The first step in symbolic algebra is defining a representation. Getting expressions into a suitable form is actually straightforward; no parsing of expressions is needed, since we have Lua to do that for us. Using the pl.func library does all the hard work; it redefines the arithmetic operations to work on placeholder expressions (PEs), which are Lua expressions involving dummy variables called placeholders. pl.func defines standard placeholders for arguments called _1,_2, etc but the Var function will create new ones of our chosing:

utils.import 'pl.func'

a,b,c,d = Var 'a,b,c,d'

print(a+b+c+d)

Which will indeed print out the expression in a readable form. PE operator expressions are stored as combinations of tables looking like {op='+',x,y} , which have an associated metatable which defines the metamethods like __add and so forth. As a tree, with the usual associativity of Lua operators we get:

It is irritating to draw these diagrams, so a better notation is Lisp-style S-expressions:


1: (+ (+ (+ a b) c) d)

However, with the various manipulations we will perform, this canonical form is not the only possible representation of a+b+c+d:


2: (+ a (+ b (+ c d)))

3: (+ (+ a b) (+ c d))

Now, experience shows that this leads to madness. Instead, it's easier to go for the canonical Lisp representation:


4: (+ a b c d)

Many operations become straightforward once this is in place, for instance comparing with (+ a c b d) is just a matter of doing a 'compare with no order' on the arguments. Displaying PEs in this form is straightforward. isPE simply checks the expression to see if it is a placeholder expression, by looking at the metatable. PEs with op=='X' are placeholder variables, so the rest must be expression nodes.

function sexpr (e)

	if isPE(e) then

  	  if e.op ~= 'X' then

	    local args = tablex.imap(sexpr,e)

	    return '('..e.op..' '..table.concat(args,' ')..')'

	  else

	    return e.repr

	  end

	else

	  return tostring(e)

	end

end

The first task is to balance the expressions, which converts representations 1-3 into 4.

function balance (e)

	if isPE(e) and e.op ~= 'X' then

	  local op,args = e.op

	  if op == '+' or op == '*' then

		args = rcollect(e)

	  else

		args = imap(balance,e)

	  end

	  for i = 1,#args do

		e[i] = args[i]

	  end

	end

	return e

end

For the non-commutative operators, the idea is just to balance all the subexpressions by mapping balance over the array part of the PE, which is the argument list. These are then copied back in-place. The non-trivial part is dealing with + and *, where it is necessary to collect all the arguments from expression trees looking like 1,2 or 3 and convert them into the fourth form.

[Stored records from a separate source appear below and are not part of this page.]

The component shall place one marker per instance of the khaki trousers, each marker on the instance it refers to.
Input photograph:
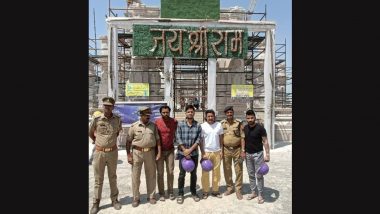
(148, 159)
(100, 161)
(168, 158)
(229, 157)
(216, 160)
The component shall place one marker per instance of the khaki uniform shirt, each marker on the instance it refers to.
(143, 135)
(232, 132)
(106, 130)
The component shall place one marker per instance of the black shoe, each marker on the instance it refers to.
(116, 204)
(95, 208)
(216, 194)
(196, 197)
(180, 199)
(135, 203)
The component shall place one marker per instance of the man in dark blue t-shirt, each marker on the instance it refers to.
(255, 140)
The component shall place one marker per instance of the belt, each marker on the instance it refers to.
(232, 147)
(107, 149)
(142, 149)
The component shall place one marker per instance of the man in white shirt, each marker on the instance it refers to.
(211, 148)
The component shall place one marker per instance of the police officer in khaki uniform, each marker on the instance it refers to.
(143, 138)
(104, 130)
(234, 145)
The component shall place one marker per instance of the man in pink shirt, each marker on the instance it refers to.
(166, 128)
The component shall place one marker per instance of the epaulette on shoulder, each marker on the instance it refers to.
(135, 123)
(98, 116)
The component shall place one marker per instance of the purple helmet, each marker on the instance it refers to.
(263, 169)
(206, 165)
(188, 164)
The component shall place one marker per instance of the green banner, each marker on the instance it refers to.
(190, 9)
(189, 42)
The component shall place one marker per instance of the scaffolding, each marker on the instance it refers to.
(190, 75)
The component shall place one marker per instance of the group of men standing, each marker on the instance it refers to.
(152, 144)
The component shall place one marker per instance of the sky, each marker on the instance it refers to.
(279, 11)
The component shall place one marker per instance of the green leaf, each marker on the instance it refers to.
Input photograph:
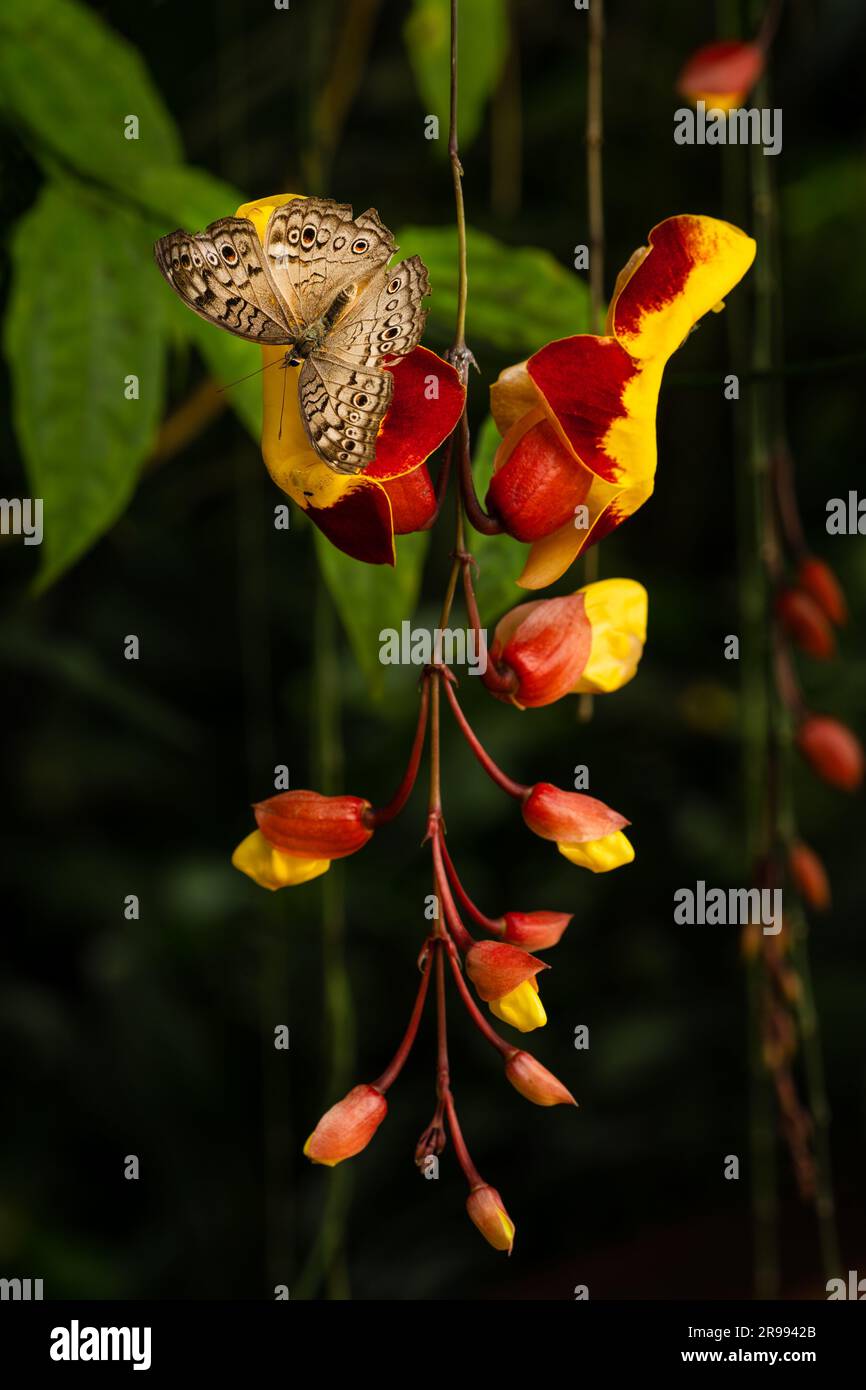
(70, 81)
(483, 41)
(373, 597)
(499, 558)
(84, 314)
(520, 296)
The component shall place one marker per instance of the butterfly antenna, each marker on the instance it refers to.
(281, 406)
(259, 370)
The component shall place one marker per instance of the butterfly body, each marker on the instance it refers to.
(320, 285)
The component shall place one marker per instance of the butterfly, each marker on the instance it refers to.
(320, 284)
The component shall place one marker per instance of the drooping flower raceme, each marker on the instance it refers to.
(584, 642)
(394, 495)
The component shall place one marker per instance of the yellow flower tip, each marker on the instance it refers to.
(521, 1008)
(323, 1162)
(262, 209)
(271, 868)
(599, 855)
(508, 1229)
(616, 610)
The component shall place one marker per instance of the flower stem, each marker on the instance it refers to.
(403, 792)
(398, 1061)
(494, 772)
(485, 923)
(477, 1016)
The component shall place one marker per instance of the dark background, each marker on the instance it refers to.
(153, 1037)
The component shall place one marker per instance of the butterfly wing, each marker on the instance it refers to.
(387, 319)
(342, 407)
(317, 252)
(221, 274)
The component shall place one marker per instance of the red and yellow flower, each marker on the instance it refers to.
(590, 641)
(722, 74)
(299, 834)
(394, 495)
(578, 419)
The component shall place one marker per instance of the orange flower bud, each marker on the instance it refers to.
(722, 74)
(819, 580)
(545, 644)
(487, 1211)
(805, 623)
(313, 826)
(809, 876)
(495, 969)
(534, 1082)
(348, 1126)
(535, 930)
(833, 751)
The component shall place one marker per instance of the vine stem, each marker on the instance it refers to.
(398, 1061)
(595, 200)
(380, 818)
(466, 902)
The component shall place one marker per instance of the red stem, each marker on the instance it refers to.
(473, 1176)
(441, 484)
(477, 1016)
(452, 916)
(484, 758)
(485, 923)
(380, 818)
(396, 1064)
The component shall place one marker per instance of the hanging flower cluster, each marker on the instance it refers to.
(577, 458)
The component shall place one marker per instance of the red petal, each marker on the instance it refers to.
(413, 501)
(540, 485)
(414, 424)
(583, 381)
(719, 68)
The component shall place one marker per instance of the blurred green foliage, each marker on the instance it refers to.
(154, 1036)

function tcollect (op,e,ls)

    if isPE(e) and e.op == op then

	for i = 1,#e do

	   tcollect(op,e[i],ls)

        end

    else

        ls:append(e)

        return

    end

end



function rcollect (e)

    local res = List()

    tcollect(e.op,e,res)

    return res

end

This recursively goes down same-operator chains (the (+ (+ ...) mentioned earlier) and collects the arguments, flattening them into n-ary + or * expressions.

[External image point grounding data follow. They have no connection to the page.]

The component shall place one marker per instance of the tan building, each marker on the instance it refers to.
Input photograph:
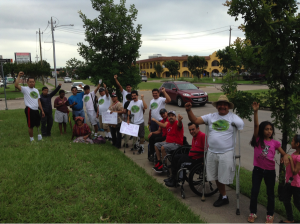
(147, 65)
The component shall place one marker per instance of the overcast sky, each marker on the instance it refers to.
(203, 26)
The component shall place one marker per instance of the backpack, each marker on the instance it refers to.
(99, 140)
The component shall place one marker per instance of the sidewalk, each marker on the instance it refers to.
(213, 215)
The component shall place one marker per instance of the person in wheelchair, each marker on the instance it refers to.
(159, 135)
(174, 139)
(195, 155)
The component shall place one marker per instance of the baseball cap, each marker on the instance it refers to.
(172, 112)
(162, 111)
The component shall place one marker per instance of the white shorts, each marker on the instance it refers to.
(92, 117)
(220, 166)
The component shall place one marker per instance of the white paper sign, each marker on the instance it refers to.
(131, 129)
(108, 118)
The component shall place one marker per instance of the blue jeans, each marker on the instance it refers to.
(269, 177)
(77, 113)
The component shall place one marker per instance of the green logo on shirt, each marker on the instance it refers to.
(135, 109)
(86, 98)
(101, 101)
(34, 95)
(154, 106)
(220, 125)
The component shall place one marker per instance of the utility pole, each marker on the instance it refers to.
(230, 36)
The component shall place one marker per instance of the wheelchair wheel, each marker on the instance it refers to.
(196, 182)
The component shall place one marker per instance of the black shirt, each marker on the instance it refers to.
(46, 101)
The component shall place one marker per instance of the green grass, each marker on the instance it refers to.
(56, 181)
(215, 96)
(246, 185)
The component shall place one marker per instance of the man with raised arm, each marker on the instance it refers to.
(32, 103)
(124, 92)
(136, 108)
(220, 156)
(174, 138)
(156, 104)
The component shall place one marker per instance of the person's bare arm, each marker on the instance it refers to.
(192, 117)
(255, 107)
(118, 84)
(168, 98)
(18, 80)
(144, 103)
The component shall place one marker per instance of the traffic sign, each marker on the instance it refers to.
(5, 60)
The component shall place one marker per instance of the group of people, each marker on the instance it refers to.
(167, 135)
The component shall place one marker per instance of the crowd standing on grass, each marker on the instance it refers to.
(167, 135)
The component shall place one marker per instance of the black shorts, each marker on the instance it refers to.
(33, 117)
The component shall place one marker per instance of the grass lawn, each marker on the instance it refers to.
(215, 96)
(246, 185)
(56, 181)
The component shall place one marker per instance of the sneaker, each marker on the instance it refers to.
(252, 217)
(221, 201)
(158, 169)
(269, 219)
(141, 150)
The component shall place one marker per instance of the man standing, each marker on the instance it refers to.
(220, 156)
(136, 108)
(76, 103)
(32, 103)
(156, 104)
(173, 141)
(89, 100)
(47, 120)
(124, 92)
(103, 105)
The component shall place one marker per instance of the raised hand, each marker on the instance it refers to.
(188, 106)
(255, 106)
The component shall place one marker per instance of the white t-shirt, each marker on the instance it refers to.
(103, 103)
(31, 97)
(87, 99)
(136, 109)
(155, 106)
(124, 94)
(221, 131)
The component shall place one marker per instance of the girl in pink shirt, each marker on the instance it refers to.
(264, 165)
(292, 171)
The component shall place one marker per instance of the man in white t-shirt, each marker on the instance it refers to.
(124, 92)
(156, 104)
(136, 108)
(220, 156)
(103, 105)
(90, 105)
(32, 103)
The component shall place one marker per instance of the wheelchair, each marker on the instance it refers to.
(192, 172)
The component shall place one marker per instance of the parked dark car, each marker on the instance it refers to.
(182, 92)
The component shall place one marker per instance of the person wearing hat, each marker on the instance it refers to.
(156, 104)
(116, 107)
(103, 105)
(219, 162)
(174, 138)
(81, 131)
(159, 135)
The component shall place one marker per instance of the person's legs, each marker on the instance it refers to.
(257, 176)
(270, 178)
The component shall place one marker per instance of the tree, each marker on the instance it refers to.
(113, 43)
(196, 65)
(158, 69)
(273, 29)
(173, 67)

Here is a useful function, which follows the same recursive pattern:

-- does this PE contain a reference to x?

function references (e,x)

    if isPE(e) then

		if e.op == 'X' then return x.repr == e.repr

		else

			return find_if(e,references,x)

		end

	else

		return false

	end

end

Here are functions to create n-ary products and sums:

function muli (args) return PE{op='*',unpack(args)} end

function addi (args) return PE{op='+',unpack(args)} end

With this in place, the basic differentiation rules are not difficult. Firstly, only consider subexpressions which do contain the variable:

function diff (e,x)

    if isPE(e) and references(e,x) then

		local op = e.op

        if op == 'X' then

            return 1

	else

   	    local a,b = e[1],e[2]

            if op == '+' then -- differentiation is linear

		local args = imap(diff,e,x)

		return balance(addi(args))

            elseif op == '*' then -- product rule

		local res,d,ee = {}

		for i = 1,#e do

			d = fold(diff(e[i],x))

			if d ~= 0 then

	 		  ee = {unpack(e)} -- make a copy

			  ee[i] = d

			  append(res,balance(muli(ee)))

			end

		end

		if #res > 1 then return addi(res)

		else return res[1] end

            elseif op == '^' and isnumber(b) then -- power rule

                return b*x^(b-1)

            end

        end

	else

		return 0

	end

end

The derivative of a sum of expressions is the sum of the derivatives. Again, imap does the job of applying the function recursively over the subexpressions. After constructing the result, we re-balance for luck.

The product rule is given here in its general form, with an explicit check for terms which work out to zero - that is the job of fold, which will be discussed next.


(uvw..)' = u'vw.. + uv'w... + uvw'... + ...

And finally, the simple power rule. Note how the result can be expressed in a straightforward fashion, since all these operators are acting on PEs.

In fact, all these rules are certainly clearer if you use form 1, binary + and *! But then simplification becomes unbearable. And simplification ('folding') is the tricky one to get right. fold is a longish function, so I will deal with it in sections:

local op = e.op

local addmul = op == '*' or op == '+'

-- first fold all arguments

local args = imap(fold,e)

if not addmul and not find_if(args,isPE) then

  -- no placeholders in these args, we can fold the expression.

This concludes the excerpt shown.